An Indian fighter flies over mountains near the border with China, where military tensions have escalated since clashes in June.
An Indian fighter flies over mountains near the border with China, where military tensions have escalated since clashes in June.

BEIJING: China and India accused each other of firing shots first across a flashpoint Himalayan border, intensifying a months-long standoff between the nuclear-armed neighbours that has already claimed at least 20 lives.

China said Tuesday its soldiers took "countermeasures" after Indian soldiers opened fire in a contested mountainous region in Ladakh.

India was guilty of a "severe military provocation" on Monday after its soldiers crossed the Line of Actual Control in the western border region of Ladakh and "opened fire", according to China's Defence Ministry.

New Delhi was swift to give its own account, accusing Chinese border forces of "blatantly violating agreements" and firing "a few rounds in the air" to intimidate their Indian rivals.

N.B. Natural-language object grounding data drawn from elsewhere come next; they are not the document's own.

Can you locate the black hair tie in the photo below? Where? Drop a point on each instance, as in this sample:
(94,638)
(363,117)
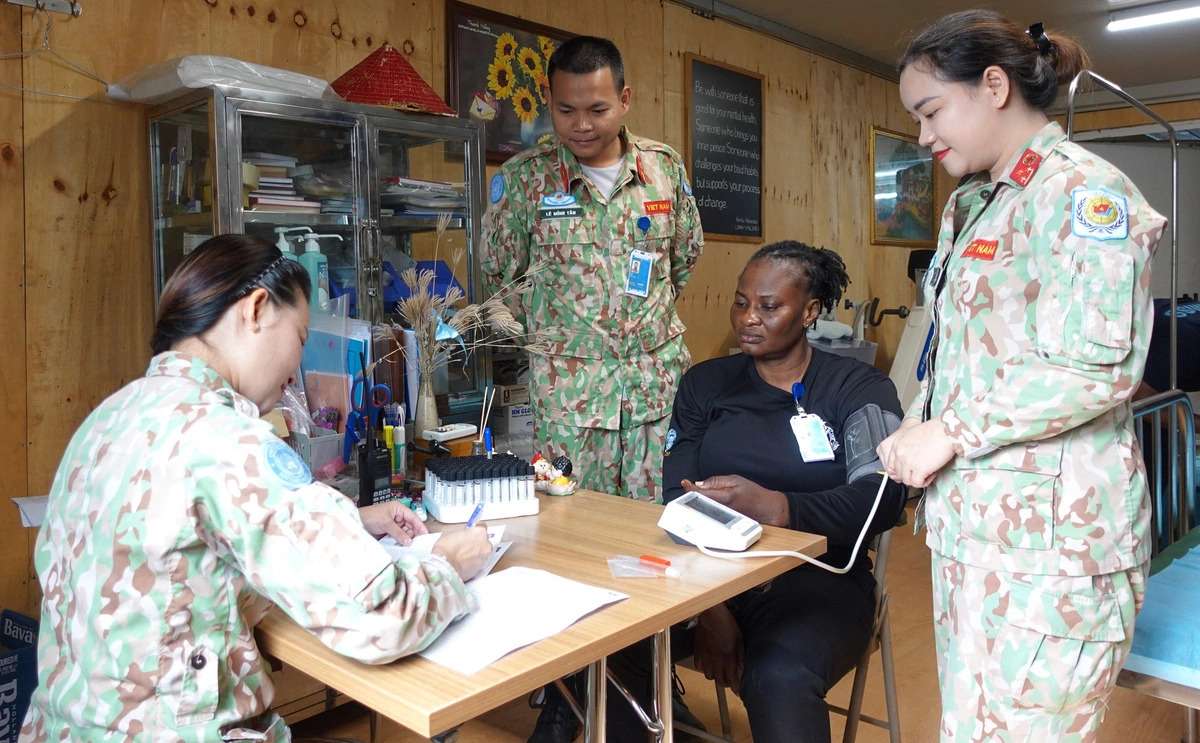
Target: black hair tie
(1038,34)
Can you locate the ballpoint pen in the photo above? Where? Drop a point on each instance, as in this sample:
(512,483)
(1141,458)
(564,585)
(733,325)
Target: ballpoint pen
(474,514)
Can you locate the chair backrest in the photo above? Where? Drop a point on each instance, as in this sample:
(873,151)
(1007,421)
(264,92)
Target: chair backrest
(1165,432)
(881,545)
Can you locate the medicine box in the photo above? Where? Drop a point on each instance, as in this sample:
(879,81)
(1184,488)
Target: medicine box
(319,450)
(18,671)
(513,394)
(515,419)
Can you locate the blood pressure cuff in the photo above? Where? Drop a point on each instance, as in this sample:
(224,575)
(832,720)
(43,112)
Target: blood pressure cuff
(864,431)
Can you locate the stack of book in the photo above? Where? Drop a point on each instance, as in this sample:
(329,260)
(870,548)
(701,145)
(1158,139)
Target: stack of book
(276,190)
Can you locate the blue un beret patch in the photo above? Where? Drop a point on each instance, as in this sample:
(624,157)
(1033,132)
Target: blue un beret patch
(286,465)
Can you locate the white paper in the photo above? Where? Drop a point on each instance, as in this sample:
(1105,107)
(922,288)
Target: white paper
(424,545)
(517,606)
(33,509)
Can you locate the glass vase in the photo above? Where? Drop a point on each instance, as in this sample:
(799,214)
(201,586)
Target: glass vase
(425,415)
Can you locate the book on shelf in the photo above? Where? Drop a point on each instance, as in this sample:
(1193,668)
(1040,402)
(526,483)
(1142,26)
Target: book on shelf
(291,208)
(273,171)
(269,159)
(268,202)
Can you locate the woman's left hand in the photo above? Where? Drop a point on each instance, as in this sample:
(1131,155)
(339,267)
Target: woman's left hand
(915,454)
(393,519)
(748,498)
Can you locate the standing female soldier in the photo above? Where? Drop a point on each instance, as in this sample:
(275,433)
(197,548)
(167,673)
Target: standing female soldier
(178,517)
(1036,496)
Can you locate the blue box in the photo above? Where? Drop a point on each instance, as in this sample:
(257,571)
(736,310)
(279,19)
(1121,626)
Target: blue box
(18,671)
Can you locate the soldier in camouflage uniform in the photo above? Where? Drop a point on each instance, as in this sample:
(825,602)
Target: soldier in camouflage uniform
(612,219)
(178,519)
(1036,502)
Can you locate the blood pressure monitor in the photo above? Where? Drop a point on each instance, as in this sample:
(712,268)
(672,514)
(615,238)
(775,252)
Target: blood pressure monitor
(697,520)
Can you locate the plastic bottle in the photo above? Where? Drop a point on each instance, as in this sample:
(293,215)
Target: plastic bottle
(317,265)
(285,245)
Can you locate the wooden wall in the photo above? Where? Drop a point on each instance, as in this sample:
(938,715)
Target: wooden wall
(15,540)
(75,231)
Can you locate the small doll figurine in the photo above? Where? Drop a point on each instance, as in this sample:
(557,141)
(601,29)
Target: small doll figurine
(552,477)
(541,469)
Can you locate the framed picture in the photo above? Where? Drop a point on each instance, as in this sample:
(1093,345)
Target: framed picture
(498,75)
(903,185)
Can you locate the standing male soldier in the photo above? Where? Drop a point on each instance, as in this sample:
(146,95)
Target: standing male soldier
(613,219)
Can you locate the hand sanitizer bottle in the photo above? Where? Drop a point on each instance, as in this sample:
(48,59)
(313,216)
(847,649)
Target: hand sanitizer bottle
(317,265)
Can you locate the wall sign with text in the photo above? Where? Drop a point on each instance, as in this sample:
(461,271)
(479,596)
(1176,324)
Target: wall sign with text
(725,133)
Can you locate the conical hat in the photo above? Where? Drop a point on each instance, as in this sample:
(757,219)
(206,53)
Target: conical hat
(385,78)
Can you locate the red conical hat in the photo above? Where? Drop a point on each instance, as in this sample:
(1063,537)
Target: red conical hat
(385,78)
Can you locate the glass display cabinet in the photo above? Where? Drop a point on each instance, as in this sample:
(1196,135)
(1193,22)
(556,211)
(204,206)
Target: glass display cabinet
(385,187)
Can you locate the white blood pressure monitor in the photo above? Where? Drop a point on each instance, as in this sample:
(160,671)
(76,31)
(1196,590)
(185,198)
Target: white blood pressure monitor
(697,520)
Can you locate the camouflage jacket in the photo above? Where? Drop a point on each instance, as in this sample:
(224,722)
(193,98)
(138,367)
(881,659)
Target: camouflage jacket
(175,520)
(607,348)
(1041,298)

"Despite the grave provocation, (our) own troops exercised great restraint and behaved in a mature and responsible manner," the Indian army said in a statement.

It is first confirmed shooting across the contested frontier for decades, where skittish border forces by convention do not use guns to avoid escalations of violence in remote terrain.

The relationship between the neighbours has plunged following a June clash in the contested region in which 20 Indian troops were killed.

A spokesperson for the Chinese People's Liberation Army (PLA) gave no specifics on the apparent retaliation and gave no report of casualties, calling on India to probe the incident.

Tens of thousands of troops from both sides have been deployed to the disputed Himalayan border, which sits at an altitude of more than 4,000 metres.

The countries fought a brief border war in 1962, but officially no shots have been fired in the area since 1975 when four Indian troops were killed in an ambush.

Because the frontier has never been properly demarcated and the high-altitude terrain is often disorientating, the practice for decades was for neither side to use weapons.

Detailed protocols set out procedures for peaceful disengagement if patrols strayed into areas that the other side believed were their territory.

But a serious clash in the Ladakh region on June 15 -- fought with fists and mediaeval-style weapons such as clubs studded with nails -- left 20 Indian troops dead.

China has also acknowledged suffering casualties but haven't revealed any figures.

Since then, reinforcements have ranged on either side of the border.

India's military has also reportedly changed its rules of engagement, allowing troops to carry guns.

Defence ministers from both countries met in Moscow last week but statements released later suggest reconciliation remains distant.

Earlier this week an Indian minister said Delhi had alerted China to allegations five men had been abducted by the People's Liberation Army close to the disputed border.